Got interested in the performance level assigned by Join which allows ‘comparing yourself to other cyclists’. This level ranges between 0 and 50, 50 only seen with ‘world class Tour de France GC contenders’. It has recommended levels for different challenges, for example for La Marmotte it recommends a range of 28 – 38. Okay, that it still out of reach for me but they have my attention with the levels. The description of how levels are calculated is vague, but in the app it does say that the ‘level is calculated on the basis of your FTP and weight’ and later ‘How fit you are is not only based on how fast you can go for one hour, but also how long you can ride your bike. That is why your performance level is based partly on your fitness’. Always fun to reverse-engineer what is under the hood and see what can be learned from it.

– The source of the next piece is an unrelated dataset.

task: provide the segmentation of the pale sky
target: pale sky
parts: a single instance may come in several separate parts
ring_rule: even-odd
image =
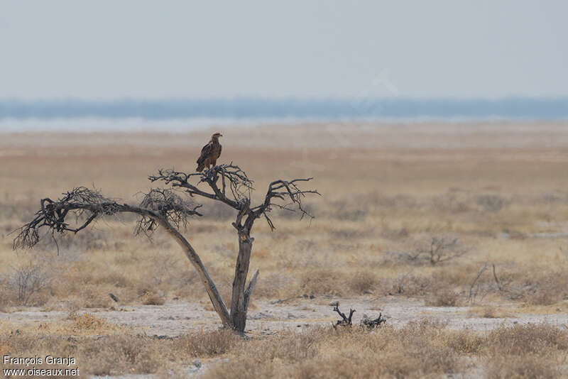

Join does not allow setting CTL directly, but manually one can add rides and set normalized power for that ride. It turns out that the correlation between level and fitness (CTL) is linear, but the dependency on FTP/kg is non-linear. Still not sure what original logic was used to create the levels, and when playing with the numbers there seemed to be some hysteresis, meaning that the projected level was not always exactly the same when repeatedly changing FTP/kg and CTL and returning to the original combination. With the data points from the app an analytical solution can be found, describing the surface with a normal- and cumulative normal distribution. The error between the analytical function and app value is small, but later realized I am using slightly different FTPs for indoor and outdoor to calculate CTL, which might cause a small offset compared to Join’s (iterative?) algorithm.
Below the 3D surface showing the dependency on FTP/kg and CTL. Plotted on the top view the development of one particular athlete – not me – that ramped up CTL quite rapidly (one year) and recorded FTP. Interesting to see how this cyclist was progressing on a path close to the orthogonal of the iso-level lines (steepest path up). That is of course not a law of nature and timing of the ramp-up, structure of the training and different DNA could lead to very different results. One can argue though that for this individual this is the near perfect ramp in CTL to improve performance over time as defined by the Join level. One can also derive that the orthogonal path (after the 1st data point) represents an improvement of ~0.027W/kg per point of CTL increase, or a ~2W FTP gain per point of CTL for a 75kg cyclist training efficiently. That is a lot steeper than the 0.007W/kg/CTL published by Alan Couzens (which is a different approach and does not have to be contradictory).
Key take-away for myself: have been trying to optimize training at roughly the same CTL for multiple seasons, time to accept reality that increasing volume is the only impactful way forward.